Sunday, February 12, 2017

Festive Portobello Mushroom Wellington from Bosh!


The most difficult part of this beautiful recipe is finding chestnuts. I had never used chestnuts in any capacity, so I was really interested to taste them and learn that they have a very meaty taste and texture. Luckily, I found whole, cooked, and peeled nuts. I can’t imagine the amount of work involved to peel and roast (or steam?) 2 Cups of chestnuts, so look all over your town for prepared nuts….and then forge ahead! This is really a simple recipe and such a beautiful presentation! I am going to remember this for Thanksgiving or Christmas or a dinner party or when company is coming or Sunday dinner or ….. whenever!

I served my wellington with mashed potatoes, peas, and a mushroom gravy. Festive, indeed!

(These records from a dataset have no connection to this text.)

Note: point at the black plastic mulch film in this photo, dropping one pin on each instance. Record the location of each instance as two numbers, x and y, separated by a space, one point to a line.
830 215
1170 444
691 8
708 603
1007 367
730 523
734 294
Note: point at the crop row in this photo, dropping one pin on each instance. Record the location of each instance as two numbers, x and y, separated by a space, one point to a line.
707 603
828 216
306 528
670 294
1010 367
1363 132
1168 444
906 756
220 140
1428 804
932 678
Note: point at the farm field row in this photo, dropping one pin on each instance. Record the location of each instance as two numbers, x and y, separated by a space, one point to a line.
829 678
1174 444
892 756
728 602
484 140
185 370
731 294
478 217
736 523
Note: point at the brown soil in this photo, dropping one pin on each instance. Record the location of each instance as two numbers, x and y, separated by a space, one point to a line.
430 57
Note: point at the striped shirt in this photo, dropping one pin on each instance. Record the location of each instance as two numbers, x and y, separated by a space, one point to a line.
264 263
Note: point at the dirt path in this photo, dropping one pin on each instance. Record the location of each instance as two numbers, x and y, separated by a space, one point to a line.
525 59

Here’s what you need (directly from the Bosh! Facebook page)
4 portobello mushrooms
4 cloves garlic, minced
1 T fresh thyme (I used 1 t dried)
1 T fresh rosemary (I used 1 t dried)
Olive oil
Salt and pepper

1 red onion, minced
1 T fresh rosemary (I used 1 t dried)
Salt and pepper
1 C white wine (dry)
½ T brown sugar
2 C chestnuts
2 C pecans
2 slices seeded bread
½ C vegetable broth

Short crust pastry (I used 2 sheets of puff pastry)
½ C non-dairy, unsweetened milk

Here’s what you do:

Thaw the puff pastry according to the package.

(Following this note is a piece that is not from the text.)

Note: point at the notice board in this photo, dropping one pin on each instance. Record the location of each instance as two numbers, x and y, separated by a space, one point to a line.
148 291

Clean, trim, and roast the mushrooms. I like to scrape out the black gills, but for this recipe, I left the stem intack. Season them with salt, pepper, thyme, rosemary and a splash of olive oil and bake at 400 degrees for about 15 minutes. Make sure they are nice and soft.  Allow to cool.

Saute the onion in olive oil until translucent. Add rosemary thyme, salt, and pepper. Add the wine and simmer for a bit. Add the brown sugar and caramelize the onions. Set aside.

Process the chestnuts, pecans, and bread in a food processor until it’s all crumbs. Pour into a large bowl and add the onion mixture and mix well. Slowly add the veg broth until the mixture clumps up … not too wet, not too dry. Your hands are the best tool here. 

Here comes the fun part. Place the pastry on a parchment lined baking sheet. Arrange a large amount of the nut mixture over one sheet of pastry, forming it into a long oval of sorts. You’ll need to leave about 1 inch all around the edges. Arrange the four mushrooms over the nuts and then arrange the remaining nut mixture over the mushrooms. For me, it was difficult to get all the nut mixture in, but use whatever you can. The mushrooms should all be encased in the nut mixture. (A hint for the mushrooms: place one right side up, then the next one upside down, then the next one right side up, and the last one upside down. Snuggle them in nice and tight.)



Place the second sheet of pastry over the mound of goodness and crimp the edges with a fork. Trim and use the excess pastry to decorate the top of your wellington. Use a fork to make air holes. Brush the pastry with milk.

Bake on a parchment lined baking sheet at 400 degrees for about 40 minutes, but be sure to check it once in a while.

Cool for a bit and slice carefully with a serrated knife.